Fortuna (ou Acerca de três Monólitos)

De conversa com o taberneiro. Na morte quem nos fala é a sorte. Para definir o que acontece nesta morte vou utilizar o vocabulário da sorte, pois a ela se deixa tudo. A morte, a que conhecemos de olhos fechados, corresponde a um mundo de possibilidades, ao negrume que podia enclausurar uma forma branca, num desenho ou numa escrita, mas num mundo onde só existe negro, sem formas que se pretendam.

O post-mortem de uma alma, que é julgado pelo acaso, não deixa de ter uma coacção purgatorial: a das causas da morte. Neste nosso ocaso, cada alma tem um ponto de partida, um receptáculo pelo qual chega. E o problema é a chegada em si. Uma vez cá, começam vários jogos, alguns naturais como a demanda do porquê da morte, outros mais aleatórios, na demanda do quê de ser.

Em primeiro lugar, cada alma que aqui chega, chega no momento em que o corpo reconhece que ficará em repouso naquele lugar por tempo indeterminado, seja esse lugar um caixão debaixo da terra, entre as pedras e as algas no meio do mar, ou em fumo no ar em cima. Quando aqui acordam (dentro do que podemos conceptualizar como acordar no pós-vida), saem de um monólito que surge mesmo aqui, neste casino. E existem três configurações que se reflectem nesse monólito.

Se o monólito estiver de pé, então as causas da morte (do acaso que é a morte) são desconhecidas, e a alma ficará perdida até descobrir a resposta ao porquê da morte. Se estiver inclinado, as causas são aparentemente inexistentes, e a morte, como aqui se gosta, foi produto único do acaso, pode até dizer-se natural. Mas se o monólito estiver rachado... então as causas da morte são conhecidas mas desconexas e a alma vai ficar à procura das suas razões para o resto da eternidade.
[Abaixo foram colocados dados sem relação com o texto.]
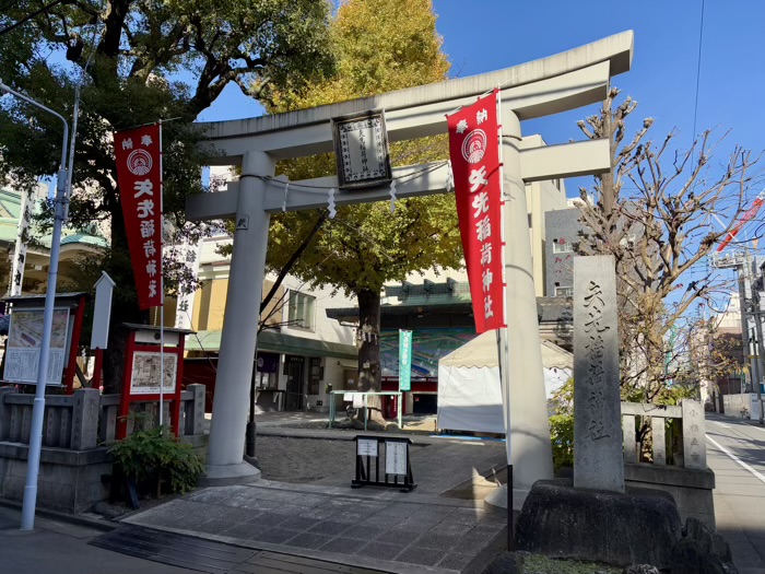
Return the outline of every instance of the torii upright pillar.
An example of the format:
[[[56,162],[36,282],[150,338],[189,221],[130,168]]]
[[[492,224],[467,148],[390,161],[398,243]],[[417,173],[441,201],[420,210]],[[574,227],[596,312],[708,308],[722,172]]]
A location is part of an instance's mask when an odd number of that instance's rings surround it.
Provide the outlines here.
[[[260,470],[243,461],[243,423],[247,421],[250,400],[249,384],[243,383],[252,379],[268,244],[269,213],[263,209],[266,184],[258,176],[271,176],[273,169],[273,160],[263,152],[250,151],[244,155],[212,405],[205,472],[209,484],[245,482],[260,477]]]
[[[190,221],[236,218],[228,300],[224,317],[208,479],[246,481],[257,472],[243,466],[248,391],[256,348],[257,317],[264,274],[269,213],[283,209],[284,183],[264,180],[276,160],[332,151],[331,119],[385,109],[390,141],[445,133],[445,114],[502,86],[506,241],[506,340],[509,360],[503,384],[509,400],[515,488],[522,499],[534,481],[552,477],[552,455],[534,296],[525,184],[603,173],[611,168],[608,140],[520,149],[520,120],[574,109],[605,98],[611,75],[632,63],[633,34],[625,32],[542,60],[472,78],[449,80],[365,99],[356,99],[247,120],[204,126],[208,140],[243,164],[243,179],[229,191],[187,200]],[[449,191],[449,172],[440,165],[393,169],[399,198]],[[287,210],[327,206],[320,188],[338,188],[337,177],[290,183]],[[388,187],[338,190],[336,204],[389,199]],[[247,470],[246,472],[243,469]]]

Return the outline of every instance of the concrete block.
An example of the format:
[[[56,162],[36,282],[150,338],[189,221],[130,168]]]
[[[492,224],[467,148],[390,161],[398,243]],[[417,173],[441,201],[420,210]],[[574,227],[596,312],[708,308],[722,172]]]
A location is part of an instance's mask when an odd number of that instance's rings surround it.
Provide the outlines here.
[[[72,408],[71,448],[86,450],[95,448],[98,443],[98,389],[81,388],[74,391]]]
[[[697,400],[684,399],[682,409],[685,468],[705,470],[707,468],[707,449],[704,438],[704,407]]]
[[[624,436],[624,461],[637,462],[637,442],[635,441],[635,415],[622,417],[622,434]]]
[[[668,494],[574,489],[565,479],[534,483],[516,530],[518,550],[659,569],[670,566],[680,538],[680,515]]]

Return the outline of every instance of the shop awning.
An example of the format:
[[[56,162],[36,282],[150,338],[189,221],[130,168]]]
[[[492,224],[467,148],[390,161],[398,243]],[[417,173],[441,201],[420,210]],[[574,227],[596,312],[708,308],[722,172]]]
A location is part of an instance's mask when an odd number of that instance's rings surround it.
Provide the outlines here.
[[[186,338],[187,351],[207,351],[216,353],[221,349],[222,331],[199,331]],[[355,361],[358,351],[352,344],[342,344],[317,339],[307,339],[272,330],[258,336],[258,351],[297,354],[303,356],[333,356]],[[355,363],[354,363],[355,364]]]

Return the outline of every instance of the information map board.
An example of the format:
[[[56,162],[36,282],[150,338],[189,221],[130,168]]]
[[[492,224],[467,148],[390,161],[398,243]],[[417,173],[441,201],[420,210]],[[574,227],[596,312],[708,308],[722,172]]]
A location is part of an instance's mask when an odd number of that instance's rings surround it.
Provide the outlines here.
[[[416,488],[409,459],[409,446],[412,444],[410,438],[358,435],[355,441],[356,476],[351,481],[352,488],[390,487],[401,489],[402,492]],[[380,444],[385,449],[380,448]],[[382,480],[380,480],[380,458],[385,459]]]
[[[14,309],[11,314],[3,379],[14,383],[37,383],[37,365],[43,342],[43,317],[42,308]],[[46,385],[61,384],[69,332],[69,309],[55,308]]]

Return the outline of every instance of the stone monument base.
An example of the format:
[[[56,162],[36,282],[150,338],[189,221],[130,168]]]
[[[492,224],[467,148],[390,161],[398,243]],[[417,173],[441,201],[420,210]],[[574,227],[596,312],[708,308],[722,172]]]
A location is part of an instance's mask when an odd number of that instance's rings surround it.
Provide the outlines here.
[[[528,490],[513,489],[513,509],[519,512],[528,495]],[[493,490],[489,496],[483,499],[483,503],[491,511],[507,511],[507,484],[502,484],[498,489]]]
[[[682,523],[669,493],[574,489],[570,479],[531,488],[516,527],[516,548],[552,558],[628,566],[672,565]]]

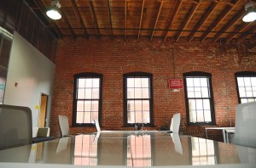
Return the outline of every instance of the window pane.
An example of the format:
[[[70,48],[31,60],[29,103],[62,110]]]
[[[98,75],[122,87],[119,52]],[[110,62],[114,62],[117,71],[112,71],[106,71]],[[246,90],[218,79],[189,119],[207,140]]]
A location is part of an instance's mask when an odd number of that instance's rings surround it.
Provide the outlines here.
[[[148,88],[143,88],[143,98],[149,98]]]
[[[135,98],[142,98],[143,91],[141,88],[135,88]]]
[[[134,79],[135,87],[142,87],[142,79],[141,78],[135,78]]]
[[[91,101],[84,101],[84,111],[90,111]]]
[[[84,112],[84,101],[78,101],[77,102],[77,111],[83,111]]]
[[[201,87],[200,78],[194,78],[194,86],[195,87]]]
[[[209,98],[208,87],[201,87],[202,98]]]
[[[142,87],[149,87],[148,78],[142,78]]]
[[[92,98],[93,99],[99,99],[100,98],[100,89],[99,88],[93,88],[92,89]]]
[[[186,78],[187,87],[194,87],[193,78]]]
[[[127,88],[127,98],[134,98],[134,88]]]
[[[84,113],[82,112],[78,112],[77,113],[77,123],[83,123],[83,118],[84,118]]]
[[[100,87],[100,79],[99,78],[94,78],[92,82],[93,82],[93,87],[94,88],[99,88]]]
[[[195,98],[194,87],[188,87],[188,98]]]
[[[85,87],[85,79],[79,79],[79,87]]]
[[[78,98],[84,99],[85,98],[84,89],[79,88],[78,89]]]
[[[201,87],[208,87],[207,78],[201,78]]]
[[[92,91],[91,88],[86,88],[85,89],[85,99],[91,99],[92,98],[91,91]]]
[[[87,78],[85,81],[85,87],[92,87],[92,79]]]
[[[127,87],[134,87],[134,78],[127,78]]]

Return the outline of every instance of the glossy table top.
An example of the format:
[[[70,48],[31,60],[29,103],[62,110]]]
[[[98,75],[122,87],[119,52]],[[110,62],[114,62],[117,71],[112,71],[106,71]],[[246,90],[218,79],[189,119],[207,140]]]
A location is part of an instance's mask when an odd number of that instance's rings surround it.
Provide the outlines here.
[[[45,167],[256,167],[256,148],[160,132],[104,131],[0,150],[0,167],[7,163],[16,167],[24,165],[17,163]]]

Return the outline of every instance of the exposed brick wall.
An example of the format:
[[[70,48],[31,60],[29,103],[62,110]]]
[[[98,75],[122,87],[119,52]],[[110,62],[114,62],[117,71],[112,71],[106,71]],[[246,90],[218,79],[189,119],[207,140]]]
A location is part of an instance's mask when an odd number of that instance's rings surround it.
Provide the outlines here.
[[[132,71],[153,74],[155,126],[169,123],[173,114],[181,112],[180,132],[205,136],[204,126],[186,124],[184,90],[172,92],[167,83],[170,78],[183,78],[183,73],[195,70],[212,74],[217,126],[230,126],[230,114],[234,126],[238,104],[235,72],[255,71],[255,53],[256,48],[248,50],[236,43],[219,44],[212,41],[163,42],[157,38],[152,42],[143,38],[139,41],[108,37],[100,40],[63,38],[58,42],[55,60],[52,134],[59,135],[58,115],[67,115],[71,125],[73,75],[80,72],[103,74],[102,126],[105,130],[129,130],[122,127],[123,74]],[[93,127],[71,128],[72,133],[95,131]],[[219,137],[221,138],[221,132]]]

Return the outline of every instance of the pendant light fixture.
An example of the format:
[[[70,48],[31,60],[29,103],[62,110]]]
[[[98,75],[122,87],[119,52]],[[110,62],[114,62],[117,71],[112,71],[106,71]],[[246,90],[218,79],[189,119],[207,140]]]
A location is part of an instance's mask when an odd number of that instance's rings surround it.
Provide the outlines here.
[[[50,2],[50,7],[48,8],[46,14],[52,20],[60,20],[61,14],[59,12],[61,5],[58,0],[52,0]]]
[[[245,4],[245,10],[247,11],[246,14],[242,18],[244,22],[253,22],[256,20],[256,9],[253,8],[255,3],[253,1],[248,1]]]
Este modus operandi da morte (que é este sítio e não uma entidade) vive de uma lógica de perdidos e achados. Há sempre a perda incontornável da vida. E há sempre a demanda maníaca do motivo. Não é que seja relevante.

Quando jogamos dados, a natureza só vê um cubo a cair e seguir o seu curso natural, a queda.
Quando jogamos cartas, ela vê folhas cair no chão, a queda.
Quando disparamos um revolver não há nada de natural nisso, a não ser a predisposição à queda.
Mas todos estes actos são voluntários, tanto na vida como na morte.

Há quem viva e há quem morra por contingência, a estes últimos não é dada a sorte do mundo, resta-lhes jogar eternamente contra uma sorte que não é natural - mas que é mais natural que o julgamento. Há tanta gente de passagem, nas máquinas, no bilhar, nas setas, nos dados, nas cartas, na roleta e na roda. Aos sonhos e aos amigos que se desvaneceram no esquecimento, só lhes resta o nosso desejo do eterno retorno... O dólmen que vi, se é um monólito dos que o taberneiro me escreveu ou não, ainda me faz comichão.